The best token optimization isn't about writing less. It's about loading less per turn and searching more on demand.
Also in this series: Token Burn Rate — 8 Ways to Make Your Session Last 10x Longer
FAQ
- How do I check how many tokens my CLAUDE.md is using?
- Run /context in Claude Code. It breaks down token usage by category — system prompt, tools, memory files, conversation history. Your CLAUDE.md and rules files appear under 'Memory files' with exact token counts.
- What's a good target size for CLAUDE.md?

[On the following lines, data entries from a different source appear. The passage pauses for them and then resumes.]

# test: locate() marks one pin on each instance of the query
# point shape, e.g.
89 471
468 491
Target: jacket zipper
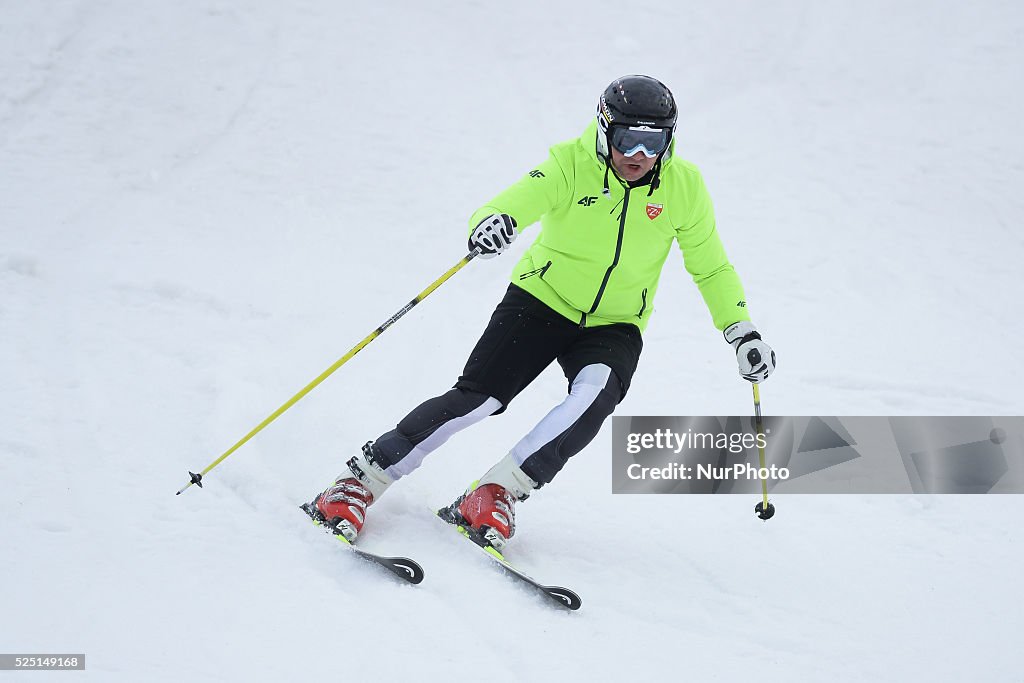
619 251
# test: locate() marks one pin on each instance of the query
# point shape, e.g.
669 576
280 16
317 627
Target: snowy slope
205 204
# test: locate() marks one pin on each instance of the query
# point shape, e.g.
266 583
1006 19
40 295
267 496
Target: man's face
631 168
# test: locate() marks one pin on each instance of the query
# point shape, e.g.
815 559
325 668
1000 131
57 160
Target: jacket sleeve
707 262
536 194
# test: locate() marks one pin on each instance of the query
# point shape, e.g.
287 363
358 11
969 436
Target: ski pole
197 477
764 509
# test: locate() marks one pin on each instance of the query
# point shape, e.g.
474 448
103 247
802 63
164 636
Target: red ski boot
489 510
344 505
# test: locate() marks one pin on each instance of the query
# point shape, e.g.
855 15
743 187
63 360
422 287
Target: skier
610 205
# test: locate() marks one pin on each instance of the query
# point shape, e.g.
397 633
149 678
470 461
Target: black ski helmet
634 100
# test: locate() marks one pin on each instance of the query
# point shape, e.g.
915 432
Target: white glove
493 235
756 358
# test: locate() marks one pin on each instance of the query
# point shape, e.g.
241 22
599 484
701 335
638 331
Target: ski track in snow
204 206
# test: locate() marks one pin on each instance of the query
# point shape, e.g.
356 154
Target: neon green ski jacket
598 257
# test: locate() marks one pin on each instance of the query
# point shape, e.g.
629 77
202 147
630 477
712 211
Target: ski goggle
629 140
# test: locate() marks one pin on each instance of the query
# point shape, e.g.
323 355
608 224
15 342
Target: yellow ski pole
197 477
764 509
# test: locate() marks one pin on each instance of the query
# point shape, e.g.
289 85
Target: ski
402 567
562 596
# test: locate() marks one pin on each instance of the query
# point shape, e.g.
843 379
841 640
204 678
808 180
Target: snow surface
204 204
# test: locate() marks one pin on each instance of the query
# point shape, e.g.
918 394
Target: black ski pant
523 337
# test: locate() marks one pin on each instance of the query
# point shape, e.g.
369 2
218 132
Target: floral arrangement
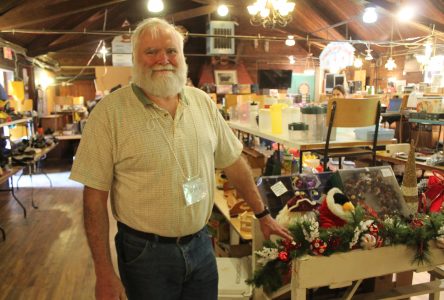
364 232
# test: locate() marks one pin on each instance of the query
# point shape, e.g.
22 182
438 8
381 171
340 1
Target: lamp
290 41
155 6
309 67
357 63
370 15
222 10
271 13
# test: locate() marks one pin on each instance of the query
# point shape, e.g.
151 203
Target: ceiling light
390 64
155 6
370 15
271 13
369 55
222 10
406 13
358 62
290 41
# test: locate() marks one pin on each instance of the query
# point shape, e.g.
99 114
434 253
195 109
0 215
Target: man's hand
270 226
109 288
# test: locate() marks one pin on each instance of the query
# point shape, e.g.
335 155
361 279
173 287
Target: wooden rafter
22 16
421 22
191 13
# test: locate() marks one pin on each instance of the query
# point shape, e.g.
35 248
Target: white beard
164 84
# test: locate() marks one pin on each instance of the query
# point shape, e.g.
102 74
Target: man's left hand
269 226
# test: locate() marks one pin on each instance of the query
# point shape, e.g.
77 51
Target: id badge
194 190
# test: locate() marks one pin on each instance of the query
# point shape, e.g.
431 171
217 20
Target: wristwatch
262 213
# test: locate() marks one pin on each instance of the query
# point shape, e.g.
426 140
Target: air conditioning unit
220 45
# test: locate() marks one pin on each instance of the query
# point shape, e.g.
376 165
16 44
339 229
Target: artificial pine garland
364 232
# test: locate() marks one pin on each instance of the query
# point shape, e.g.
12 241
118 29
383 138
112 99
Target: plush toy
336 209
295 208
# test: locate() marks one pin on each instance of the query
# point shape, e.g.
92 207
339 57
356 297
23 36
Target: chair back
354 112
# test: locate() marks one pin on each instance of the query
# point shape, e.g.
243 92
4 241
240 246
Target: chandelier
271 13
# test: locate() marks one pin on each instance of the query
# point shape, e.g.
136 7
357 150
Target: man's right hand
110 288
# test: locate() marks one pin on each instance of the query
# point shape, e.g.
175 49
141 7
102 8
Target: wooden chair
351 113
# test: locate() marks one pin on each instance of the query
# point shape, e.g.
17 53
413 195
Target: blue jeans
151 270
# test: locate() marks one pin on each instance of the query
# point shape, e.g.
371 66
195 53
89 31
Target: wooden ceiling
60 31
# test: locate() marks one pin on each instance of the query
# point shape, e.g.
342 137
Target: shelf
24 120
345 137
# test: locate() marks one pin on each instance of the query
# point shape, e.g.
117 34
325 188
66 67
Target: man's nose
162 58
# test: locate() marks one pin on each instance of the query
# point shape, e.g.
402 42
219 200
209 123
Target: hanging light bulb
103 51
406 13
222 10
155 6
369 55
390 64
370 15
358 63
290 41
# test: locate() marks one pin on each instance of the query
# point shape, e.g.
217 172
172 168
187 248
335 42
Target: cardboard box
232 275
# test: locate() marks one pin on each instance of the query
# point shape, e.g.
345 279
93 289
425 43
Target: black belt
181 240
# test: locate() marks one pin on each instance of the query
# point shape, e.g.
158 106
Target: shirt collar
146 101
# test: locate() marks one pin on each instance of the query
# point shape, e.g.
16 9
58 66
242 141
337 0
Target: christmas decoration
335 210
409 186
362 232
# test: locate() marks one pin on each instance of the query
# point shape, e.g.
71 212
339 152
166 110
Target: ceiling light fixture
358 63
155 6
271 13
370 15
290 41
222 10
406 13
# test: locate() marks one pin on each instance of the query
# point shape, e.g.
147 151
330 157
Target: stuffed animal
336 209
295 208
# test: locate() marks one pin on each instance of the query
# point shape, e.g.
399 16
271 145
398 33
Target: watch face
304 89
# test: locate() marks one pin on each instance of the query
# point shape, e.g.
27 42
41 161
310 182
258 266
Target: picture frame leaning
225 77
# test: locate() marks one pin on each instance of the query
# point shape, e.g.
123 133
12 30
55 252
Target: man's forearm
97 229
239 174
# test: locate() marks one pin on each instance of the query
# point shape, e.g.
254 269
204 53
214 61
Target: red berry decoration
318 246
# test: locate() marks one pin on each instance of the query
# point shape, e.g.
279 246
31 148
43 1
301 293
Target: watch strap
262 213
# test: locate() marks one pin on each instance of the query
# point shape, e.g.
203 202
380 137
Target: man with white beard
152 147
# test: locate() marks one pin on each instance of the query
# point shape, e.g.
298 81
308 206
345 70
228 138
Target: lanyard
171 147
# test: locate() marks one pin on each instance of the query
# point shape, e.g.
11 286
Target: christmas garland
364 232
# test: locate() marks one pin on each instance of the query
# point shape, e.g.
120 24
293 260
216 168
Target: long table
345 137
384 156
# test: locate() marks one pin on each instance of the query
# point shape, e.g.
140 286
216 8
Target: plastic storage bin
232 275
368 133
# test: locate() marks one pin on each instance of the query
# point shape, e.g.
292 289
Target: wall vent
220 45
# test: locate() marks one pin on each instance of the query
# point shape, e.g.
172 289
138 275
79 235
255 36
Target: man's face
160 67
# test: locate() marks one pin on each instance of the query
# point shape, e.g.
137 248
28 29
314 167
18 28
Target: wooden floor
45 256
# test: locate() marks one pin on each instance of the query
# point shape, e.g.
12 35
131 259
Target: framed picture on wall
225 77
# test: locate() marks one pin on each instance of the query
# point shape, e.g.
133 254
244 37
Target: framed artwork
224 77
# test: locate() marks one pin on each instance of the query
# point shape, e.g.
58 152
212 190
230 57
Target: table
221 203
33 168
7 176
345 137
350 268
384 156
423 122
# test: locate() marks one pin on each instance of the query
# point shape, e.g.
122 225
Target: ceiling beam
191 13
6 5
420 22
22 16
87 39
43 41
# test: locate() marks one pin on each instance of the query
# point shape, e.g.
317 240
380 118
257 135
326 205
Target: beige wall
109 77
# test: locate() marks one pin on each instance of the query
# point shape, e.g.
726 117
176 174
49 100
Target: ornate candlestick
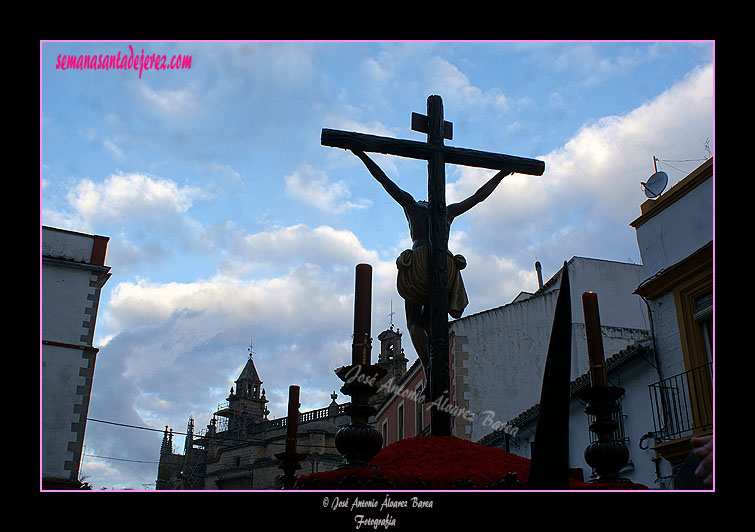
359 442
605 455
289 459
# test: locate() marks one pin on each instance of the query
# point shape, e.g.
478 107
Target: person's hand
703 449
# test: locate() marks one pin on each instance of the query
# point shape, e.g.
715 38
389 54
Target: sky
231 226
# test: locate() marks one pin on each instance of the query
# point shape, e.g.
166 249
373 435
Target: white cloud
131 196
445 78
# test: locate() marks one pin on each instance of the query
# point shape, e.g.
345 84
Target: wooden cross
437 155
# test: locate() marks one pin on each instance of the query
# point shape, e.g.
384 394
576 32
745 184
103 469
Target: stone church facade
237 450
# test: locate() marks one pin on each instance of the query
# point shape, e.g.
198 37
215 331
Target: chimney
539 270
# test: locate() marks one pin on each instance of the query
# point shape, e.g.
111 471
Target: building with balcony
675 237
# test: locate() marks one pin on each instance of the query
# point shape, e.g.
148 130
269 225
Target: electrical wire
221 439
121 459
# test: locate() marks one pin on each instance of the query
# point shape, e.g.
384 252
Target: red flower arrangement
442 463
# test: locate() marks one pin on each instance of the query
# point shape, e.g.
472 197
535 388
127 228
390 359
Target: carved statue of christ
412 281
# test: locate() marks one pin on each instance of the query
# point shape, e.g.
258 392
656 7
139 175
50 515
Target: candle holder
359 441
605 455
289 464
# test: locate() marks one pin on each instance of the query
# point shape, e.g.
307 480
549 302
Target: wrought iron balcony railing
682 405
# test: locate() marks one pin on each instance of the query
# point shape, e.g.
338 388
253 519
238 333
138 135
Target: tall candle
362 314
598 376
292 422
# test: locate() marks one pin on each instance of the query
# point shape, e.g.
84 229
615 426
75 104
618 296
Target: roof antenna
657 182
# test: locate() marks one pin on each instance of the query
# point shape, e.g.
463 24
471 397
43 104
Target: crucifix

- Under 3,000 tokens. CLAUDE.md loads every single turn, so anything in it is a permanent per-message tax. Rules and pointers belong in CLAUDE.md. Step-by-step procedures belong in SKILL.md files that load on demand.
- How do I reduce MEMORY.md token usage?
- MEMORY.md should be an index, not storage. Each entry should be one line under 150 characters pointing to a separate file. Move inline detail blocks to memory subfiles and replace them with one-line pointers.
- Can Claude Code audit its own configuration?
- Yes. You can build a custom skill (like /slim) that reads all per-turn loaded files, measures their token cost, identifies bloat patterns (duplicates, inline details, stale content), and proposes cleanup actions. Claude executes the cleanup after you confirm.